Но с Марией сходства почти что не было.

Давно, когда Мария была совсем маленькой, баба Катя подолгу вглядывалась в нее с пристрастьем. Жесты ее, как ходит, как морщится, сдвигая слабые брови, — все проверяла пристрастно. Искала в Марии черты Григория, чего, конечно, быть не могло, но все равно искала. Очень хотела найти, до бессонницы. Не нашла. Сама ругала Григория бабником, но он не был бабник, как, к примеру, Скляр. Просто любил оказать внимание женщине, той же Насте Павловой, любил, чтобы нравиться, до своего предела. Знала баба Катя, что — до своего предела, не переступал никогда. Но вот искала, в Марии.

Так жизнь иной раз сложится, что и не поверишь — будешь в соседской девочке искать черты любимого мужа и плакать в подушку, если их нет. Нет, конечно. Но была эта девочка — ее, и постепенно баба Катя перестала искать тут Григория. Зато часто стала находить в Марии свое — привычки, вкусы, даже во внешности. Иной раз вовсе забудешь, что не сама родила…

— Чего уж там — тетя Катя! — баба Катя взглянула на Павлова, засмеялась легко. — Зови уж — как все, привыкай!

Мария громко хлюпнула носом.

— А можно? — Павлов вытаращил глаза, как Мария, тоже засмеялся. — Тогда попробую. Баба Катя!

— Вот это я откликаюсь, — одобрила баба Катя.

— За что царапкинский дом люблю — не соскучишься, — подал голос директор Иргушин.

И сразу все задвигались, загалдели. Шумно сделалось в доме, даже — буйно. Иван, уж на что привычный, проснулся в соседней комнате, загудел. Лидия хотела к нему подойти, но только взглянула на бабу Катю.

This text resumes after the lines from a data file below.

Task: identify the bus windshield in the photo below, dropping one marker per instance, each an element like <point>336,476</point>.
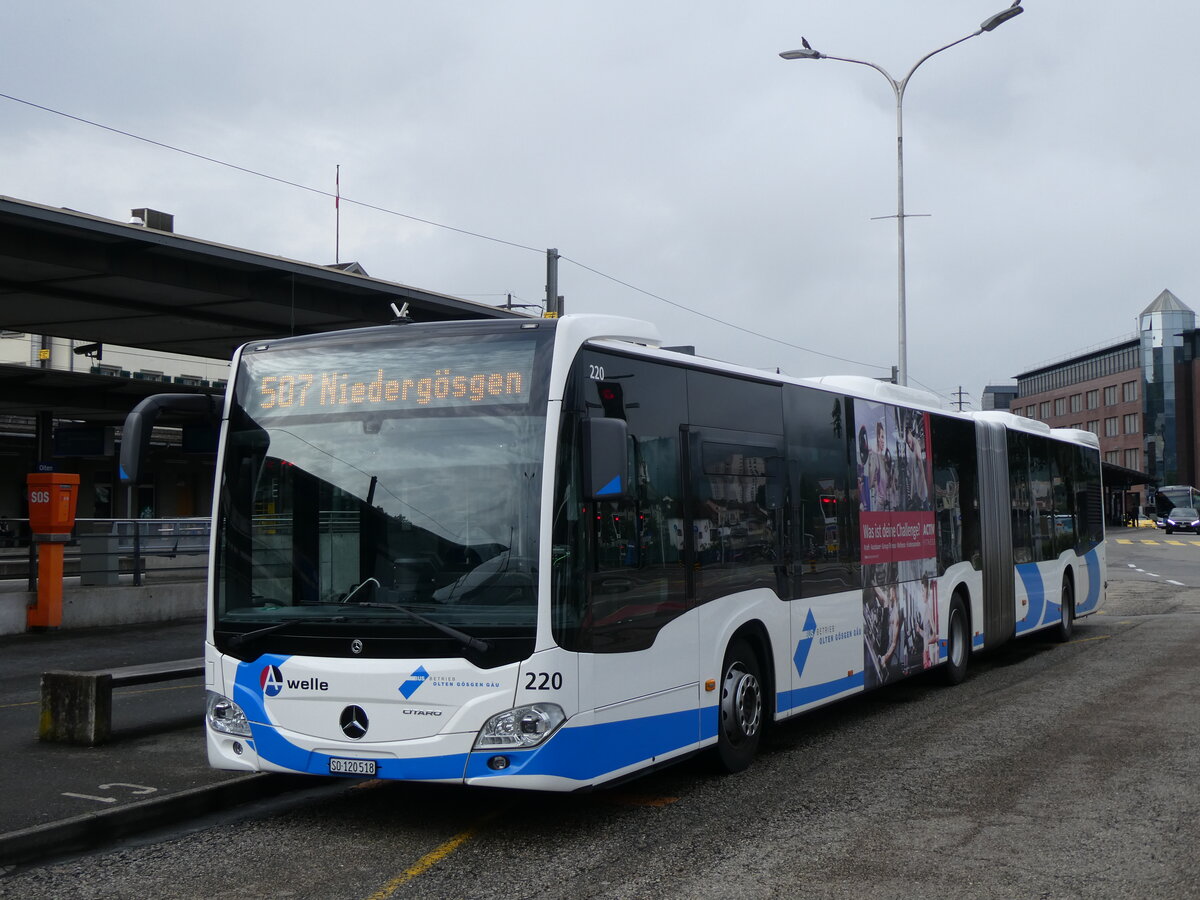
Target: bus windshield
<point>382,496</point>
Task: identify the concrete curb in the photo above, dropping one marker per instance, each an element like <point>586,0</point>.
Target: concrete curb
<point>91,829</point>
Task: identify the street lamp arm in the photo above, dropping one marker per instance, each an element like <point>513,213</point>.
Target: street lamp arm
<point>904,83</point>
<point>881,70</point>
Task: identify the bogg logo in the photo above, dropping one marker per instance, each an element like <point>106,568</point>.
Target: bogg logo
<point>271,679</point>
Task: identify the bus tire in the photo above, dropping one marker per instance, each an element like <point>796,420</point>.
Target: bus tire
<point>958,642</point>
<point>741,712</point>
<point>1066,625</point>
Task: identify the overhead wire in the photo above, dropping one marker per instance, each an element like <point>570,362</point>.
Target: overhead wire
<point>466,232</point>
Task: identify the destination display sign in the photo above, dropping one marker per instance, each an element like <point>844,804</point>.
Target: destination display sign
<point>388,378</point>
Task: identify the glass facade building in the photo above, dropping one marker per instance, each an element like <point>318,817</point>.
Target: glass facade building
<point>1165,327</point>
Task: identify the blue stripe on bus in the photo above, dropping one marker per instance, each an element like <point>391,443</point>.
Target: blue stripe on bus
<point>1093,581</point>
<point>803,696</point>
<point>273,748</point>
<point>1036,594</point>
<point>589,751</point>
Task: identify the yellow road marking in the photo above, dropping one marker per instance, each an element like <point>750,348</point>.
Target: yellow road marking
<point>628,799</point>
<point>427,862</point>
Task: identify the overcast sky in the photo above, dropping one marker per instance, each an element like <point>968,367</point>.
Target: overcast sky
<point>663,144</point>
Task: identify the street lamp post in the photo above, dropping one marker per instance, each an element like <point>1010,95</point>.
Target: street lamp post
<point>989,24</point>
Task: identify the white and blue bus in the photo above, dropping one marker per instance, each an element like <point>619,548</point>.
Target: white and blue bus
<point>551,553</point>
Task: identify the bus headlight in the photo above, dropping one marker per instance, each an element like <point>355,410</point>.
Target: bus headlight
<point>521,727</point>
<point>226,717</point>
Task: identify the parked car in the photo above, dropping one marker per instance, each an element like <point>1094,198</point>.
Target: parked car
<point>1182,519</point>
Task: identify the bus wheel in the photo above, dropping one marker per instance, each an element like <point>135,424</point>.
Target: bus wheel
<point>958,643</point>
<point>1067,623</point>
<point>739,729</point>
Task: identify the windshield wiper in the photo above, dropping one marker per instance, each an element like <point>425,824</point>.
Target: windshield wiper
<point>472,643</point>
<point>247,636</point>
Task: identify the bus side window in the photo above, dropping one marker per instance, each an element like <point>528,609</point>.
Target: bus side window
<point>635,581</point>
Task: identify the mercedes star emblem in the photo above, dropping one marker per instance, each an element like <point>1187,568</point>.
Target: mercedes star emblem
<point>354,723</point>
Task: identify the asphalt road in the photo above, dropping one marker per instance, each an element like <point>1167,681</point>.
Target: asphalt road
<point>1055,771</point>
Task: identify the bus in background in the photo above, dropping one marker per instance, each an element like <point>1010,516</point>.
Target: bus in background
<point>550,555</point>
<point>1171,496</point>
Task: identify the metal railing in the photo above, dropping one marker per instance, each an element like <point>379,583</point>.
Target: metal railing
<point>101,551</point>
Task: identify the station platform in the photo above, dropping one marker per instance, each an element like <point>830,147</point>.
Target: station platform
<point>59,798</point>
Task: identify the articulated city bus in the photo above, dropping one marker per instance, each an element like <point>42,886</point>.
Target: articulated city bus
<point>551,555</point>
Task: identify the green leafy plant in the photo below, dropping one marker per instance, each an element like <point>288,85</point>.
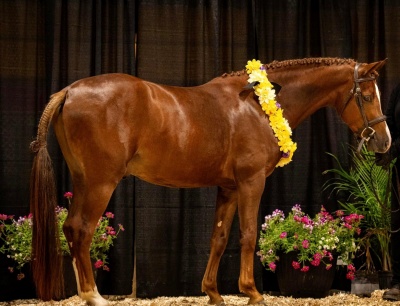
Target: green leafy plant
<point>16,238</point>
<point>317,241</point>
<point>367,190</point>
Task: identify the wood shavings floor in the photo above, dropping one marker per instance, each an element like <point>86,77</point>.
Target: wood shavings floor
<point>336,299</point>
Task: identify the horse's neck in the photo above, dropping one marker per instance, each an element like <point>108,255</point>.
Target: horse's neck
<point>306,90</point>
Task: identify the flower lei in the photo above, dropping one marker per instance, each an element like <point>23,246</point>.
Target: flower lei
<point>266,96</point>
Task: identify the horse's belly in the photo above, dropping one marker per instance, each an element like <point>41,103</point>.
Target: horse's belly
<point>179,172</point>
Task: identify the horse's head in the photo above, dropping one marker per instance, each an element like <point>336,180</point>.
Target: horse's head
<point>362,110</point>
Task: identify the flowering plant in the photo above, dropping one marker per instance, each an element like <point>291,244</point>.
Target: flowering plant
<point>263,88</point>
<point>16,238</point>
<point>317,241</point>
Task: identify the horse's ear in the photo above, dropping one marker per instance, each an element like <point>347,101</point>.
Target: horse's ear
<point>277,87</point>
<point>370,68</point>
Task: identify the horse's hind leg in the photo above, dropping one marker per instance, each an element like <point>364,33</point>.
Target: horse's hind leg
<point>225,211</point>
<point>248,204</point>
<point>87,207</point>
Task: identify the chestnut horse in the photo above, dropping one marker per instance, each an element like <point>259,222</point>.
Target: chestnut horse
<point>114,125</point>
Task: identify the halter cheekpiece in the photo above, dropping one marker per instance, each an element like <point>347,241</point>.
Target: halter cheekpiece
<point>367,132</point>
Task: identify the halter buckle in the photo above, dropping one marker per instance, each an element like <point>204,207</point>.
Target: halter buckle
<point>367,133</point>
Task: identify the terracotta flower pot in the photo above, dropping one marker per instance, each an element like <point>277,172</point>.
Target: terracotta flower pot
<point>315,283</point>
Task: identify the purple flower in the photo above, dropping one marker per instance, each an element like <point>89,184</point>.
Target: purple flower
<point>305,244</point>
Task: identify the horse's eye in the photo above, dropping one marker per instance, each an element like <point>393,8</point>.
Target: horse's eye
<point>367,98</point>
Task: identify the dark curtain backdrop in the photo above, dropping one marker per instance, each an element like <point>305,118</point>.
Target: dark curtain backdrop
<point>46,45</point>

— Сейчас! — крикнула баба Катя. Вышла. Иван затих.

— А я чего-то почуяла, — возбужденно объясняла всем Ольга Миронова. — Что-то мне такое в его лице показалось..

— Нюх у тебя, как у Пакли, — дразнил Иргушин. Филаретыч покашлял в углу, тоже сказал:

— У меня портвейн стоит, пятнадцатый номер. Может, принести?

— Скорей неси, Алексей Филаретыч, — одобрила баба Катя. — Есть у нас случай — твой портвейн выпить.

У самой, конечно, была в доме заначка, но обрадовалась за Филаретыча: нечего у него бутылкам стоять, известное дело.

— Ой, а я все равно буду плакать, — пискнула Мария.

— Дазай, давай, — одобрил Иргушин. — Дурь слезами выйдет.

Костька наклонился к Марии, сказал что-то на ухо. Мария фыркнула.

Может, нужно было сразу всем разойтись, гостям: оставить Царапкиных одних разбираться в своем дому. Но не такой был дом, и чужих вроде не было, каждый с какого-то боку свой.

Так что разошлись поздно.

Муж Юлий вызвался отвезти Иргушиных на мотоцикле. Это, действительно, была идея, поскольку сюда они прибыли на Пакле, вдвоем на ней не сильно удобно: коляски все ж нет, как у мотоцикла.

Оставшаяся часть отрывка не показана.